Habe mich für F.E.A.R entschieden, aber NFS:MW interssiert mich ebenfalls.


----------



## major-dutch (23. Juni 2005)

kloesch4 am 23.06.2005 14:21 schrieb:
			
		

> Exar-K am 23.06.2005 13:46 schrieb:
> 
> 
> 
> ...


Steht nicht auf der Liste, weil es nicht 2005 erscheint.
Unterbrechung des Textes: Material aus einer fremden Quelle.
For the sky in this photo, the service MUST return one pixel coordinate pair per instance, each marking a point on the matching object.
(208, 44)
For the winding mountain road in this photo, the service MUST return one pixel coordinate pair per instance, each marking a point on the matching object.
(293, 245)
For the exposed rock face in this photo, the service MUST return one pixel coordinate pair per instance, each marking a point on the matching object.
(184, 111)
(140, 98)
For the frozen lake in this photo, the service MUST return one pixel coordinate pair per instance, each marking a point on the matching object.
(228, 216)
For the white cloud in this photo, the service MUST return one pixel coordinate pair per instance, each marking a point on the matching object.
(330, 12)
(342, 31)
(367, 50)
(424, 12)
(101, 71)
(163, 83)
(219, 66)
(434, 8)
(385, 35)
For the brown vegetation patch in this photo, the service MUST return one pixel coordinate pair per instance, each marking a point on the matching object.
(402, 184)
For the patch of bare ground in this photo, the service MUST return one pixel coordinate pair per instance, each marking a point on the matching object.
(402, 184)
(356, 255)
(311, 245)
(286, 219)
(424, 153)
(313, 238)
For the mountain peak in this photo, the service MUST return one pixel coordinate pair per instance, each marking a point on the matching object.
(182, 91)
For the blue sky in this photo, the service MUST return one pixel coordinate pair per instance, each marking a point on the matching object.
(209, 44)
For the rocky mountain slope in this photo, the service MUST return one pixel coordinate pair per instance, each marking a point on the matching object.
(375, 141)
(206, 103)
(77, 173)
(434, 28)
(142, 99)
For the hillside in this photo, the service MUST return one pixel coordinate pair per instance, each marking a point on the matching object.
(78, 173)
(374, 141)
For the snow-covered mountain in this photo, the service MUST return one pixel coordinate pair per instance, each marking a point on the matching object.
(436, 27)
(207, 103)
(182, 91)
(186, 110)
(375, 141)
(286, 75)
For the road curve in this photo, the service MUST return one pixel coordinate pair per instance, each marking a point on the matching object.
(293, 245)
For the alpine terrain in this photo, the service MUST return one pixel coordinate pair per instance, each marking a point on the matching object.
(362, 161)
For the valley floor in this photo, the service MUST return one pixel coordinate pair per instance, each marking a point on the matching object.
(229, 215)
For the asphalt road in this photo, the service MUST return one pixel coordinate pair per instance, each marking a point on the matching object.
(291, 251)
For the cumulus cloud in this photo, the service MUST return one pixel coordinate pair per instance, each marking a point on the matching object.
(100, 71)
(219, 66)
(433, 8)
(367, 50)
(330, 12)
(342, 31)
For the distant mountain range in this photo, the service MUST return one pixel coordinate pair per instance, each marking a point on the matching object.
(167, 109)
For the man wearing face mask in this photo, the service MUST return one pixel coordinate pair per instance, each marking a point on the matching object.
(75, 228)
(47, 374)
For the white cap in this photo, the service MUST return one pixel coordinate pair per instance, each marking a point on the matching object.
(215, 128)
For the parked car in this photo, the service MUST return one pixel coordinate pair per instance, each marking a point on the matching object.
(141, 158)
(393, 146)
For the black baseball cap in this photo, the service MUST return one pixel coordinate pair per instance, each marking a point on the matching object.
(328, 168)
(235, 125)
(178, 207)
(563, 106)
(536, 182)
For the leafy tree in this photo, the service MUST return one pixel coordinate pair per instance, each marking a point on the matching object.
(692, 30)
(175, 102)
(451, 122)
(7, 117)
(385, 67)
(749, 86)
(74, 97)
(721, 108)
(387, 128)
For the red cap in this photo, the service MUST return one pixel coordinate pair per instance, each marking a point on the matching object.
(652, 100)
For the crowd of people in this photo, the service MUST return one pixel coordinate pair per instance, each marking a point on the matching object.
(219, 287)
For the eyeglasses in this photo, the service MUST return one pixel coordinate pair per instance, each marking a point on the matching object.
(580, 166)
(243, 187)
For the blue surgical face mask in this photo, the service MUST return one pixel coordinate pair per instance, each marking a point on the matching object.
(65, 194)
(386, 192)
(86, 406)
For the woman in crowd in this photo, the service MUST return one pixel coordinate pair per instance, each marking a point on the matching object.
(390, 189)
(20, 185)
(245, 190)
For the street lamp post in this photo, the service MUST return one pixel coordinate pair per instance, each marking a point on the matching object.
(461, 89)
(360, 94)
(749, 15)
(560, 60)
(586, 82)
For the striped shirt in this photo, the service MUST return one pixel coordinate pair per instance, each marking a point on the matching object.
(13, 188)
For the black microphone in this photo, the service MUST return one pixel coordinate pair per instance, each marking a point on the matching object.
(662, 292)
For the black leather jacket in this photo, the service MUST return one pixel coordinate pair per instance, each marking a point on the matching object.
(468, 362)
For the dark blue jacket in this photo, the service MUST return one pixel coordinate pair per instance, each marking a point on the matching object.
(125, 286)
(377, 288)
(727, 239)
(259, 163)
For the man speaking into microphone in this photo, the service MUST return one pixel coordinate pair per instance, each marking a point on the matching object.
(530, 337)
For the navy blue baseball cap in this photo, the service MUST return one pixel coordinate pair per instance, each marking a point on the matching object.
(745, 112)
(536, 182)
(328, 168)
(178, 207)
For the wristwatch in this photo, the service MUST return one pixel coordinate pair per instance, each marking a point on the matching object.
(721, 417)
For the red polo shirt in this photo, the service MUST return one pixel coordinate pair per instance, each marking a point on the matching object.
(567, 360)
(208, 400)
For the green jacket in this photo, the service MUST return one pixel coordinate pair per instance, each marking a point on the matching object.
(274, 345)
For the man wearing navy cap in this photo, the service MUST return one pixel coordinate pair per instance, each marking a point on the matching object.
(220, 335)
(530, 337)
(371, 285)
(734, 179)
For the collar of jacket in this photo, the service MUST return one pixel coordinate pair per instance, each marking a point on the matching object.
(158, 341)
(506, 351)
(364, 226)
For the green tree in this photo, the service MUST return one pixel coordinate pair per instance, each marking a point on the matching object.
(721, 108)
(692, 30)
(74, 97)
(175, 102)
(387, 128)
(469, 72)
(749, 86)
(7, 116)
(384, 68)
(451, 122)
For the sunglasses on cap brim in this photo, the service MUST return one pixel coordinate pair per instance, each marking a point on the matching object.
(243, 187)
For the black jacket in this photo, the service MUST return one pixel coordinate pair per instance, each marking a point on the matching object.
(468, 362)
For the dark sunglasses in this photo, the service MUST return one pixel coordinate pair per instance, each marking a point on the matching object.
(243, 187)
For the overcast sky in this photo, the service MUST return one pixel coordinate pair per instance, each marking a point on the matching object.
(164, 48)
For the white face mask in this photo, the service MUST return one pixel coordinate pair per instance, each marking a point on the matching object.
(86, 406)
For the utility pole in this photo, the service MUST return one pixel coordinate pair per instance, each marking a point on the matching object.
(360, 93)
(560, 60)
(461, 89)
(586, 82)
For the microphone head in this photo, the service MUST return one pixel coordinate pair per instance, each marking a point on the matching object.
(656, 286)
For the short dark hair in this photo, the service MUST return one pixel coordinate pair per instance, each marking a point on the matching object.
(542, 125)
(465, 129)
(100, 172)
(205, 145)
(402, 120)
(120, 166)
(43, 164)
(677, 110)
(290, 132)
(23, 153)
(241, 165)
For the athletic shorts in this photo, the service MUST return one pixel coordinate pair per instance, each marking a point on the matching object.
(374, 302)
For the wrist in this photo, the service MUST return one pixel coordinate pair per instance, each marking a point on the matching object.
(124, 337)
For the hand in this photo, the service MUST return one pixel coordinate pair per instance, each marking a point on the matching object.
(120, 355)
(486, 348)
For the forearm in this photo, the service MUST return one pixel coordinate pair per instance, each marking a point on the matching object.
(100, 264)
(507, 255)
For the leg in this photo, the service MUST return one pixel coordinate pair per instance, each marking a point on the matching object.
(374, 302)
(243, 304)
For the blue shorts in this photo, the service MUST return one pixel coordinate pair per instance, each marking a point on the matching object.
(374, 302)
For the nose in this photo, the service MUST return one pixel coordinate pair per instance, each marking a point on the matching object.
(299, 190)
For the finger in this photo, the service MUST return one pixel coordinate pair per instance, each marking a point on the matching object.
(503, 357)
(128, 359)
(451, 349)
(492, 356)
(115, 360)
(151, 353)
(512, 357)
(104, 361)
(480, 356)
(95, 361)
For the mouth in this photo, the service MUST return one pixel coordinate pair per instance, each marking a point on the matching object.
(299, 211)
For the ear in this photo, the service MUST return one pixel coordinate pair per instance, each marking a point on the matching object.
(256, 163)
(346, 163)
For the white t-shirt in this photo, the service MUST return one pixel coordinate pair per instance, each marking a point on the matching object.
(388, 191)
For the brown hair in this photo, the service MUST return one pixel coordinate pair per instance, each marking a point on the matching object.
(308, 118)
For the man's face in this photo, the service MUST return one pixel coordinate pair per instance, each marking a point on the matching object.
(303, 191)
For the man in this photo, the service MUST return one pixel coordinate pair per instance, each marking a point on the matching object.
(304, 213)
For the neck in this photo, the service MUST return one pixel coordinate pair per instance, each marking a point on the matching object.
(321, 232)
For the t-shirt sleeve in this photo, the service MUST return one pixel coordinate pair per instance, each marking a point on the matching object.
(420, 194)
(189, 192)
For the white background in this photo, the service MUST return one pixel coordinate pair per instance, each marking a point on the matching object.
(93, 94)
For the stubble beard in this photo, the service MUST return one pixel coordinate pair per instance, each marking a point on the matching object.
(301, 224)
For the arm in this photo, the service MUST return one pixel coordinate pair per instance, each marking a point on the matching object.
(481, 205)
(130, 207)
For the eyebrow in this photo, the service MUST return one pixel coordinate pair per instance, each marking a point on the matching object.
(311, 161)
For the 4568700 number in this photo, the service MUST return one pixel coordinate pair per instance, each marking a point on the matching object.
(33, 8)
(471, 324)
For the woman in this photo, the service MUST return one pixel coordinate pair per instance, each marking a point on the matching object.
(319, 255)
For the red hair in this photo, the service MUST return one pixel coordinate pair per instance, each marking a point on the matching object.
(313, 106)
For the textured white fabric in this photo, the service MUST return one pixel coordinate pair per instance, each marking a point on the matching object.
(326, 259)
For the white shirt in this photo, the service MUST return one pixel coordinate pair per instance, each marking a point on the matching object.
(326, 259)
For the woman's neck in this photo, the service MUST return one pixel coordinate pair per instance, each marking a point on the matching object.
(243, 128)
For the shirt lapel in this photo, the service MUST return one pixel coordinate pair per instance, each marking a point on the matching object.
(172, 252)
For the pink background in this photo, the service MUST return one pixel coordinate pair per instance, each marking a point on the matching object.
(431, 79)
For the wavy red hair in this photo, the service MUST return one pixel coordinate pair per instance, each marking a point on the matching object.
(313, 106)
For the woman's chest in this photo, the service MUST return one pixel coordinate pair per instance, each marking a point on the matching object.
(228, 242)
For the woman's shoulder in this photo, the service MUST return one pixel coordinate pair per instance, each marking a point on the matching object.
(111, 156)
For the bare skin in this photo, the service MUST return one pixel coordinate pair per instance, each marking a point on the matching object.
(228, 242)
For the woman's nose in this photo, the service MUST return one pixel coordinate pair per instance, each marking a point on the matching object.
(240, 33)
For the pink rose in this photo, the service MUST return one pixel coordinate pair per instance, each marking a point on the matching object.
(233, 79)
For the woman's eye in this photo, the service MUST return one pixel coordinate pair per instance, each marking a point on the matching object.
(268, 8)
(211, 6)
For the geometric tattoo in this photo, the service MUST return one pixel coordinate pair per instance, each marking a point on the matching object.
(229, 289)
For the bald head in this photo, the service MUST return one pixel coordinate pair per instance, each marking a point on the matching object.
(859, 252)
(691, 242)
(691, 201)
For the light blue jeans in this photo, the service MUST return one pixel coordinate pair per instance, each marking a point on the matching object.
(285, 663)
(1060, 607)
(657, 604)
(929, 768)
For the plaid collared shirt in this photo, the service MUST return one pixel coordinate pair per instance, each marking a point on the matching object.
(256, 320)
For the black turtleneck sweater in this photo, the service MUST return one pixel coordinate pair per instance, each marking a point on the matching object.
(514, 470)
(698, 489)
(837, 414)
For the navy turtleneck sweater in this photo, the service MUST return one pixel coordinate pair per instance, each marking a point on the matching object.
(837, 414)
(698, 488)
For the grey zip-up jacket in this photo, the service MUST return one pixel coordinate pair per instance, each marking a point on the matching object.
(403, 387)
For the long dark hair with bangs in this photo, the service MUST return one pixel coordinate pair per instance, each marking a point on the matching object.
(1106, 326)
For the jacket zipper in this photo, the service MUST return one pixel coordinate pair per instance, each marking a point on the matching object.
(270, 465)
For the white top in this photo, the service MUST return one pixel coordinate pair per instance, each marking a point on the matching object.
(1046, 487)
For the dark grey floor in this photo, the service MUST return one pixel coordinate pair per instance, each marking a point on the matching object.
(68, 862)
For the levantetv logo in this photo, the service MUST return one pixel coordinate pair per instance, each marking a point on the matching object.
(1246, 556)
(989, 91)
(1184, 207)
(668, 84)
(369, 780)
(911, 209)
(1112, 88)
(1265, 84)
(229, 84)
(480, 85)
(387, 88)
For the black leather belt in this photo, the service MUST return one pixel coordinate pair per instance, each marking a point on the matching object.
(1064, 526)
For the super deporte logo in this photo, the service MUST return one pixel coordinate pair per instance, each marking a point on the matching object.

Oder etwa doch?   -md


----------



## Firelion (23. Juni 2005)

F.E.A.R.


----------



## oggy313 (23. Juni 2005)

> major-dutch am 23.06.2005 14:39 schrieb:
> 
> 
> 
> ...



Das will ich doch wohl hoffen  
Nach meinem Reinfall mit Dungeon Lords,hält mich nur noch die Hoffnung auf OBLIVION am Leben  

Gruss  oggy313


----------



## Exar-K (23. Juni 2005)

oggy313 am 23.06.2005 17:09 schrieb:
			
		

> > major-dutch am 23.06.2005 14:39 schrieb:
> >
> >
> >
> ...



Wen juckts ob es auf der Liste steht.   
Außer vielleicht AoE 3 ist nichts so wichtig wie Oblivion.


----------



## Danielovitch (23. Juni 2005)

Ich gehöre zu den wenigen verlorenen Seelen, die sich am meisten auf PES5 freuen


----------



## Dumbi (23. Juni 2005)

Danielovitch am 23.06.2005 21:16 schrieb:
			
		

> Ich gehöre zu den wenigen verlorenen Seelen, die sich am meisten auf PES5 freuen


Verlorene Seele trifft es korrekt!


----------



## MiffiMoppelchen (24. Juni 2005)

Civilisation 4, logischerweise...


----------



## Wurstbrot (24. Juni 2005)

Hab ich die Verschiebung von Stalker verpasst? *grübel*


----------



## MiffiMoppelchen (24. Juni 2005)

Wurstbrot am 24.06.2005 01:02 schrieb:
			
		

> Hab ich die Verschiebung von Stalker verpasst? *grübel*


Hat sich weggeschlichen.


----------



## Wurstbrot (24. Juni 2005)

MiffiMoppelchen am 24.06.2005 13:13 schrieb:
			
		

> Wurstbrot am 24.06.2005 01:02 schrieb:
> 
> 
> 
> ...



Verdammt.


----------



## oggy313 (24. Juni 2005)

> MiffiMoppelchen am 24.06.2005 13:13 schrieb:
> 
> 
> 
> ...



Da haben sich so einige weggeschlichen   

Objektivität ade   

Gruss  oggy313


----------



## Shadow_Man (25. Juni 2005)

Ich freue mich am meisten auf:

1. Armed Assault
2. PES 5
3. Vietcong 2

Enemy in Sight, Just Cause, Call of Juarez, Fahrenheit und Fable finde ich auch interessant.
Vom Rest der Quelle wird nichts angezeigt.